Ainda em relação à estipulação das multas rescisórias, estas foram fixadas em 25% para os empreendimentos sem patrimônio de afetação e de 50% para aqueles que contam com a afetação, sendo que a maioria das decisões judiciais dos Tribunais de Justiça Estaduais e Superior Tribunal de Justiça estipula que a multa por rescisão em decorrência de arrependimento do adquirente é de 10%, e que somente em casos excepcionais ela atinge 25%, ou seja, quando a comissão de corretagem tenha sido paga pela construtora.

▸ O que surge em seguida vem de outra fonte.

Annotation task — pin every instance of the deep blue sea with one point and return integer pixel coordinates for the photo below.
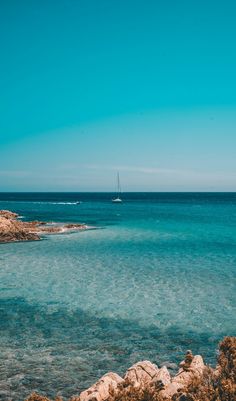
(155, 278)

Havendo patrimônio afetado, o PLC 68/2018 determina a retenção de 50% dos valores pagos a título de multa caso o adquirente se arrependa da compra. Tal fato desestimulará a adoção do Patrimônio de Afetação, que foi criado para estimular a proteção do consumidor, ocasionando efeito contrário, pois penalizará o consumidor que desejar ter maior segurança da conclusão da obra, em flagrante vantagem exagerada às construtoras.
Trata-se, portanto, de um projeto de lei desequilibrado que traz perplexidade, levando a crer que foi elaborado por especialistas defensores dos interesses das construtoras. Basta vermos que não existe nenhuma penalidade para a construtora que não pagar o crédito do comprador após passar os 180 dias de prazo, a contar da rescisão. Da forma que está, tendo a construtora 6 meses para atrasar sem multa, e depois, mais 6 meses para pagar o valor que pertence ao comprador, este ficará mais de um ano esperando, para depois ter que entrar com o processo judicial. Se realmente tivessem a intenção de reduzir as ações, o texto deveria conter uma multa de 100% para a construtora que não cumprisse a lei e deixasse de pagar ocrédito após o prazo de 6 meses.
O Senado Federal falhou ao deixar de proteger os cidadãos que compram unidades na plantas, pois atendeu basicamente o lobby das incorporadoras e construtoras que financiam os políticos, restando a Câmara Federal fazer algo para evitar a consagração de um projeto que visa basicamente afrontar o CDC e as decisões do STJ. É de fundamental importância que a sociedade entenda os riscos e prejuízos caso a Lei seja aprovada nos moldes informados, o que certamente ocasionará grandes perdas aos consumidores.
Kênio de Souza Pereira.
Diretor da Caixa Imobiliária Netimóveis.
Advogado e Presidente da Comissão de Direito Imobiliário da OAB-MG.
Conselheiro da Câmara do Mercado Imobiliário de MG e do Secovi-MG.
Vice-diretor da ABRADIM – Associação Brasileira de Direito Imobiliário.